A lot of this information is very personal. How do you protect customer privacy?
We wouldn’t have a business if we didn’t protect people’s information. We have state-of-the-art security and privacy policies, and we have a full-time privacy officer. We give people enormous control. If you want, you can download your data and close your account at any time.
The test results can have a big impact on someone’s life. What are some of your favorite customer stories?

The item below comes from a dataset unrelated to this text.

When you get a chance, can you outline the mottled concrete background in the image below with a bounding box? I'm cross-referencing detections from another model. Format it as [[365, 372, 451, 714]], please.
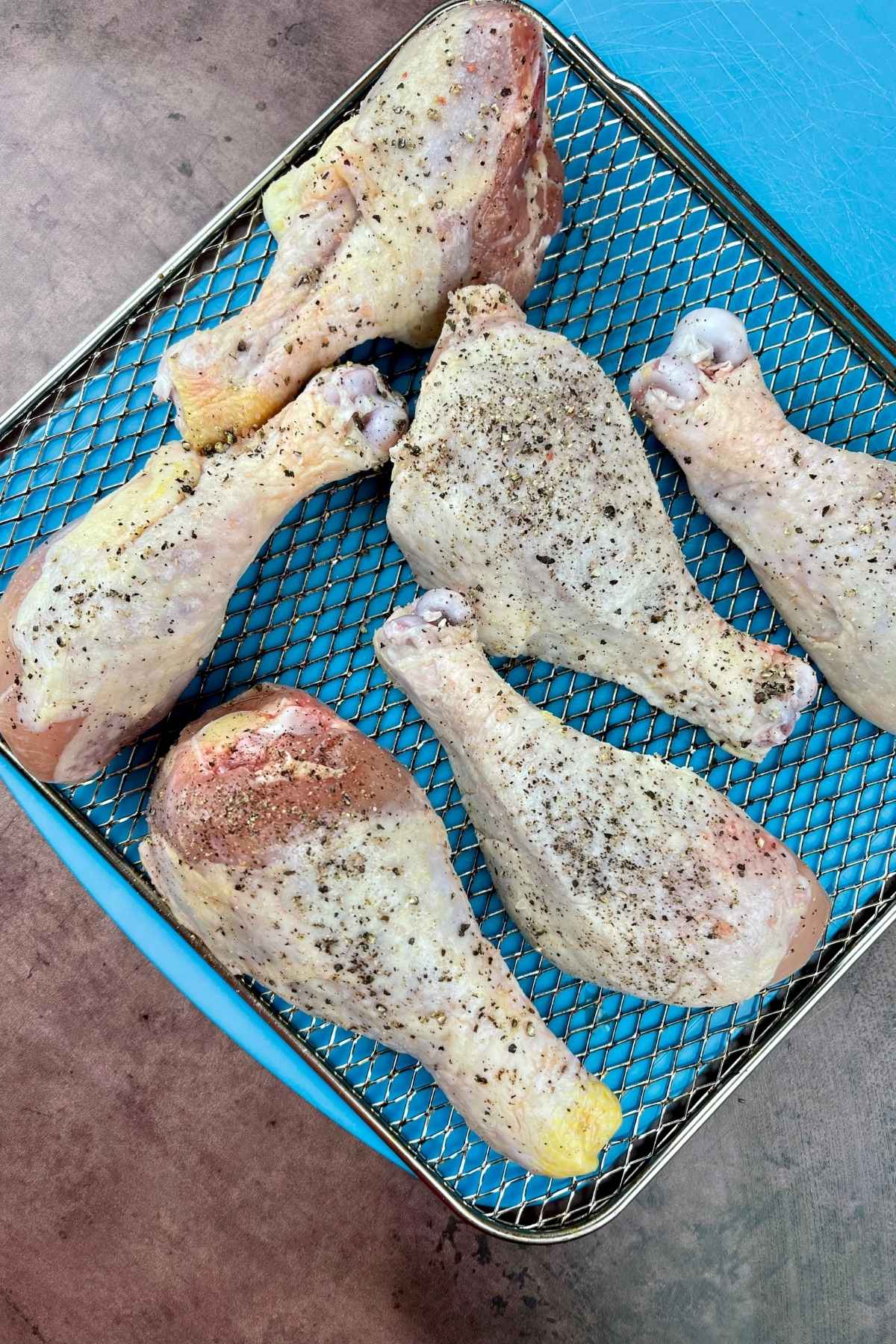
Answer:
[[0, 0, 896, 1344]]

The stories that always get me are the ones where people have discovered long-lost relatives on 23andMe. We have an optional feature called DNA Relatives that, if you choose to participate, will match you with others in the database who share DNA segments—from distant cousins to close relatives. There was a story where a half-brother and sister discovered each other mid-life. I think they were both only children, but all of a sudden their family opened up. Another one was a story about a woman named Angel who had been given up for adoption, and we helped reunite her with her family for Christmas. She was probably in her 60s and suddenly she has this big, fully formed family she didn’t know she had. It’s just very moving.